Ata Mitorer (Waking up) was written by the singer/songwriter Rona Kenan for her father Amos the well-known journalist and writer. “He had Alzheimer’s and it’s about waking in an empty bed, the pillow still warm, like a phantom memory – the demise of an impressive man.”
Ein Gedi was written by two teenagers in the 1950s about the Kibbutz on the Dead Sea, “a wonderful composition, their moment of inspiration about the special magic of the place. When I play these well-known songs,” reflects Lovett “I’m deeply moved. They go to my heart which is singing when I play them. They’re familiar and mean so much to me. I’m with the tune. I am the song.”

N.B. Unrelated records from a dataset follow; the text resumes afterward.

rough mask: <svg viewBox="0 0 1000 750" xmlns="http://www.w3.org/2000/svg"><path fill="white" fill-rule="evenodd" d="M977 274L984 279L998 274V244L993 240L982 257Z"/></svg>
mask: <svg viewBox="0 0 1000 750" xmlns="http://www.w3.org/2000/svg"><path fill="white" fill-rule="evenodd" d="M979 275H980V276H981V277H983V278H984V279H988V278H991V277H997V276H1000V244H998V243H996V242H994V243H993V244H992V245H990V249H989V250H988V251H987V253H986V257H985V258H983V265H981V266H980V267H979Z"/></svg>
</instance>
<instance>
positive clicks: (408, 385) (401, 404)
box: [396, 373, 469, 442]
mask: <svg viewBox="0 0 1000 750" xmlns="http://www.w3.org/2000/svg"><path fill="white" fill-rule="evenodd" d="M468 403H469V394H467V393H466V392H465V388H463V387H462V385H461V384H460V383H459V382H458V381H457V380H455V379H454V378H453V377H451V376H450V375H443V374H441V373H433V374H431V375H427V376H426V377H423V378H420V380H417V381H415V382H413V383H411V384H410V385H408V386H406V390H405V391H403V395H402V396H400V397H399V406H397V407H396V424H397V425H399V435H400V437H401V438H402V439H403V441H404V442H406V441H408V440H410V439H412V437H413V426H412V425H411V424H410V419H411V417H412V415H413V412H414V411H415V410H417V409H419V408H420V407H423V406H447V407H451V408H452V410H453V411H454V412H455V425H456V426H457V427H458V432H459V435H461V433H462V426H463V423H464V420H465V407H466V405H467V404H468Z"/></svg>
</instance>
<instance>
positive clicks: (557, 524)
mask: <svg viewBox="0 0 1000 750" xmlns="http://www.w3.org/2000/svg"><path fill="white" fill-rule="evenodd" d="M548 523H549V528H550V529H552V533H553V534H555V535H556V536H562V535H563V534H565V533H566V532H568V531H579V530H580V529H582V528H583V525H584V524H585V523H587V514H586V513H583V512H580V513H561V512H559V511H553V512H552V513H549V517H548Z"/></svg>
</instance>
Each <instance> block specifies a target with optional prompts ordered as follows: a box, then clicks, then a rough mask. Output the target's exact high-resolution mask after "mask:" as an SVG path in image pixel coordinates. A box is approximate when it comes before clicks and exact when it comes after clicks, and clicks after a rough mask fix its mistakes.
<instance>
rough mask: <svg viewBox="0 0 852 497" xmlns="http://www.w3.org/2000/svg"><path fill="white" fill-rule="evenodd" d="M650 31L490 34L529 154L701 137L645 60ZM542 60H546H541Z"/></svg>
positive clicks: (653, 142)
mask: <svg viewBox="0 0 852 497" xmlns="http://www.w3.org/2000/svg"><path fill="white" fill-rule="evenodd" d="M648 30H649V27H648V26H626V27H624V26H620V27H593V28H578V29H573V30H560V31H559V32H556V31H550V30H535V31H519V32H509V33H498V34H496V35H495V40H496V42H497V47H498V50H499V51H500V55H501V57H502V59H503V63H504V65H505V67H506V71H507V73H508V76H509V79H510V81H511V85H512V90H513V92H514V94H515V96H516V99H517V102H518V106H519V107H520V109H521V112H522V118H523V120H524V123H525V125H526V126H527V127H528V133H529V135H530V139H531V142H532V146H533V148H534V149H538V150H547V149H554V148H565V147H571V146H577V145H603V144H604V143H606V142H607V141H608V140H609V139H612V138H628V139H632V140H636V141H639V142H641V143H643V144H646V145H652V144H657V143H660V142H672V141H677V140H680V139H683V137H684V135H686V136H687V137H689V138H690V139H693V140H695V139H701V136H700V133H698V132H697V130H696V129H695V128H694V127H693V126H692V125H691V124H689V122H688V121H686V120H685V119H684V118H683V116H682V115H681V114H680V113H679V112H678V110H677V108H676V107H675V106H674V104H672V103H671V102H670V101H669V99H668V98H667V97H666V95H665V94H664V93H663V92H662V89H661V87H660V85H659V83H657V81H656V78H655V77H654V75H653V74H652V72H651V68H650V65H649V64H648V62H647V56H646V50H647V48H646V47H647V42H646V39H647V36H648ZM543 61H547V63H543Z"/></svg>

The trio perfectly captures the blend of classical, jazz, north African and Mediterranean music influences. The pianist enthuses about his long-time Australian drummer Aidan Lowe. “He’s been with me for ten years,” says Lovett “on all my albums and he’s the only drummer I can imagine playing the music. I’ve played with other more famous, great musicians, but Aidan has a unique sensitivity and musicality. He plays underneath the music. That’s hard for a drummer.” Jan Sedlák, the Czech bass player, is a recent addition to the ensemble. “I had a concert in Berlin and my regular couldn’t make it. Jan learnt everything by heart and we really understood each other. He grows and gets better every time we play. A very positive and determined young man.”
Lovett and his trio continue the storytelling tradition of the highly regarded previous album Beyond Good and Evil. Through The Rain is thoughtful, subtle and musically brilliant – soothing and balanced, yet surprising and full of new ideas. Jazz at its best.